Hace tiempo que podemos encontrarnos ardillas saltando de árbol a árbol por los parques infantiles, cruzando las calles de manera imprudente, observándonos por los parajes naturales, o incluso, atropelladas en medio la carretera. A veces, estos animales tienen el atrevimiento de practicar sus juegos muy cerca de los seres humanos, pero a la mínima que nosotros nos acercamos, en seguida desaparecen árbol arriba. Lo cierto es que nos tienen más miedo del que nos tienen las palomas, quizá porque nos acaban de conocer y ya han presenciado lo que les hacemos a las palomas, que tantos años llevan con nosotros.
A mí me parece muy bonito ver esa fauna salvaje dando una vida especial a los parques, y más me sorprende su capacidad para adaptarse a una ciudad. “¡Por sí no teníamos bastante con las palomas!”, pueden pensar algunos.
Dicen que las ardillas son una dañina plaga, que son semejantes a ratas, que empiezan a afectar algunas cosechas, o incluso, a las canalizaciones de agua en algunas casitas y urbanizaciones, que acaban roídas. Quizá hay quien piensa que hay que poner veneno o pegarles un escopetazo porque dicen que tampoco tienen depredadores naturales. Quizá igual que ellos han acabado viniendo a nuestras comarcas, con el tiempo sus depredadores u otros, también acaben viniendo, si no han llegado ya, y nos encontremos así con nueva fauna.
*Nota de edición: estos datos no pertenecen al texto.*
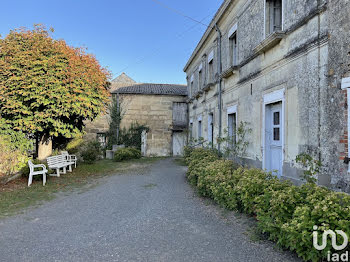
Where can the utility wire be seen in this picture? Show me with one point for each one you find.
(142, 59)
(180, 13)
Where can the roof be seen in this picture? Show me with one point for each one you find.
(121, 81)
(153, 89)
(210, 28)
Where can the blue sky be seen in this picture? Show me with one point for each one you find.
(141, 38)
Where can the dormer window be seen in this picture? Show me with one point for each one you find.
(273, 16)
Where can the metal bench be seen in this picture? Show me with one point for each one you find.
(32, 172)
(70, 158)
(59, 162)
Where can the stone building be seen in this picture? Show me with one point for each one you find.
(282, 67)
(161, 107)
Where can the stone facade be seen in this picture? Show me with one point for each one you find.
(148, 104)
(292, 72)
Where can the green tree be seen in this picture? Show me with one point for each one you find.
(48, 88)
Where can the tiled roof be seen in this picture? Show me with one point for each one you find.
(153, 89)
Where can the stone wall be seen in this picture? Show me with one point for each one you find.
(312, 48)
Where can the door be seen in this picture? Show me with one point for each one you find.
(210, 129)
(179, 139)
(273, 138)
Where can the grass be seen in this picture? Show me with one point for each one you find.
(16, 196)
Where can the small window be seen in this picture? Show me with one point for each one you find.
(276, 118)
(276, 134)
(273, 16)
(199, 129)
(233, 49)
(211, 71)
(200, 79)
(232, 125)
(102, 139)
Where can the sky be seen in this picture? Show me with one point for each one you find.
(147, 41)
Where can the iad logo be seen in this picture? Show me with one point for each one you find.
(334, 257)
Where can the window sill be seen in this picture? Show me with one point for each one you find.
(229, 72)
(271, 41)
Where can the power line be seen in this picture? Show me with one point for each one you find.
(180, 13)
(142, 59)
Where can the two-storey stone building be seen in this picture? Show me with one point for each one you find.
(278, 65)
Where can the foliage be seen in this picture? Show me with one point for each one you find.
(236, 146)
(91, 152)
(14, 147)
(312, 167)
(127, 154)
(114, 125)
(132, 137)
(285, 212)
(48, 87)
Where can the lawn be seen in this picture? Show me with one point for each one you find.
(16, 196)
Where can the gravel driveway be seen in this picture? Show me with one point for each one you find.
(154, 216)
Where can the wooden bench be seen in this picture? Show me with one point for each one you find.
(70, 158)
(59, 162)
(32, 172)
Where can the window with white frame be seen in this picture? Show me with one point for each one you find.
(273, 16)
(200, 77)
(232, 125)
(211, 67)
(233, 45)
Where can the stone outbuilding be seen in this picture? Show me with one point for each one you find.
(282, 67)
(161, 107)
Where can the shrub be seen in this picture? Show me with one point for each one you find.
(127, 154)
(91, 152)
(14, 147)
(285, 212)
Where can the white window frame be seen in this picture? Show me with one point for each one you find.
(282, 20)
(232, 110)
(273, 97)
(345, 84)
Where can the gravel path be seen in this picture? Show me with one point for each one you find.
(153, 216)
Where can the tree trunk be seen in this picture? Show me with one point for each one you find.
(44, 147)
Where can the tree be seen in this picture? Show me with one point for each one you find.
(48, 88)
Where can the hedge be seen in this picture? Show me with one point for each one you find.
(127, 154)
(285, 212)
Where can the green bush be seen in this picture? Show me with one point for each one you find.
(127, 154)
(285, 212)
(91, 152)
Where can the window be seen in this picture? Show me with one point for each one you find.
(233, 48)
(273, 11)
(199, 129)
(211, 71)
(101, 138)
(232, 125)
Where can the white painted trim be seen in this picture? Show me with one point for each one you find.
(348, 98)
(232, 30)
(232, 109)
(345, 83)
(211, 56)
(273, 97)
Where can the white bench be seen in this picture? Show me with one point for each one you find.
(70, 158)
(32, 172)
(59, 162)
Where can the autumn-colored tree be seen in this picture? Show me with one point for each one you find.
(48, 88)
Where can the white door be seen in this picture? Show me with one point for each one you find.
(273, 138)
(179, 139)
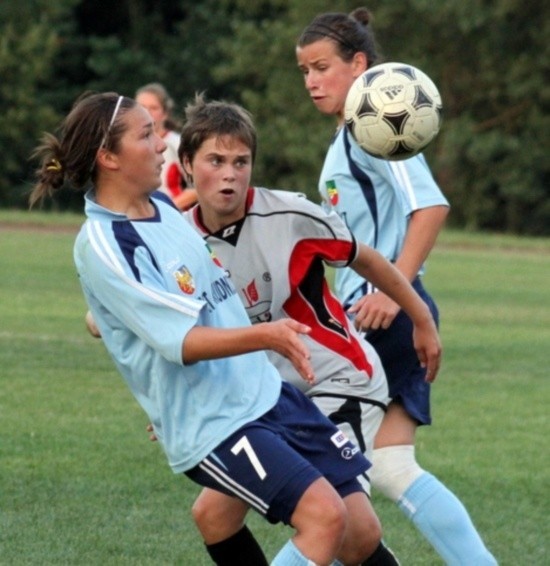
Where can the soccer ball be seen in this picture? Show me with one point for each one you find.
(393, 111)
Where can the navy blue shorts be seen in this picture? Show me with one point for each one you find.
(270, 462)
(406, 378)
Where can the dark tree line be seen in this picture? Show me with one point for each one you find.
(490, 60)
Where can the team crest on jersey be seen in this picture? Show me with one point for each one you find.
(251, 292)
(213, 256)
(332, 192)
(339, 439)
(185, 280)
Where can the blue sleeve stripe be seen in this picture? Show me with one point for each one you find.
(106, 254)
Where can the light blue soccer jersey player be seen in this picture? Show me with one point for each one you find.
(180, 337)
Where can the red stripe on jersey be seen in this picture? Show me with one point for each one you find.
(311, 301)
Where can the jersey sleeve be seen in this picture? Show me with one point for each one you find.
(333, 241)
(123, 304)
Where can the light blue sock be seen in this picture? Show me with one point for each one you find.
(289, 555)
(444, 521)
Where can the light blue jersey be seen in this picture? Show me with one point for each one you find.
(148, 283)
(375, 198)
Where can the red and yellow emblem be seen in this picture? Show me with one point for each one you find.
(332, 192)
(185, 280)
(214, 256)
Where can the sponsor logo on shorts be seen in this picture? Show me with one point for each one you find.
(349, 451)
(339, 439)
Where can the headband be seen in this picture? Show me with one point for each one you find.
(113, 118)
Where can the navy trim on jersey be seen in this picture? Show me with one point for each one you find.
(129, 240)
(366, 185)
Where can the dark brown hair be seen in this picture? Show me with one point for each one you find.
(351, 33)
(94, 122)
(215, 118)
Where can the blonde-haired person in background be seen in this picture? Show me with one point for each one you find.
(155, 99)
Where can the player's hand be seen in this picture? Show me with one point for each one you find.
(91, 325)
(374, 311)
(284, 338)
(152, 435)
(428, 347)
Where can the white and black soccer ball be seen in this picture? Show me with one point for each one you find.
(393, 111)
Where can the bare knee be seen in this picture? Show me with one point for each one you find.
(320, 520)
(217, 516)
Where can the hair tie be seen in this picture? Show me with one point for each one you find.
(54, 165)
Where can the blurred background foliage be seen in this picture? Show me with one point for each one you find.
(489, 58)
Pero parece que empezamos a vivir atormentados por esta plaga, al igual que la de las palomas, que ahora nos las han pintado casi como demonios del aire en las ciudades. Está claro que se cagan en el patrimonio, pero privar estos y otros animales de agua, comida, libertad, etc. tampoco acaba siendo la solución.
Lo cierto es que actuamos como si nosotros fuésemos los propietarios absolutos del planeta, quizá porque nos consideramos la especie más desarrollada. Así, en lugar de adaptarnos al medio, hacemos las adaptaciones necesarias del medio para que este nos resulte más cómodo. Curiosamente, construimos prodigiosas obras, a menudo sin tener en cuenta nuestra propia biología, las fuerzas de la naturaleza o el resto de seres vivientes. No nos importa arrasar bosques, secar fuentes, contaminar ríos, agotar recursos naturales o extinguir especies animales.
De alguna manera, nosotros somos los verdaderos depredadores, la verdadera plaga, que si no nos esforzamos en poner remedio, quizá tras acabar con el planeta, acabaremos destruyéndonos a nosotros mismos.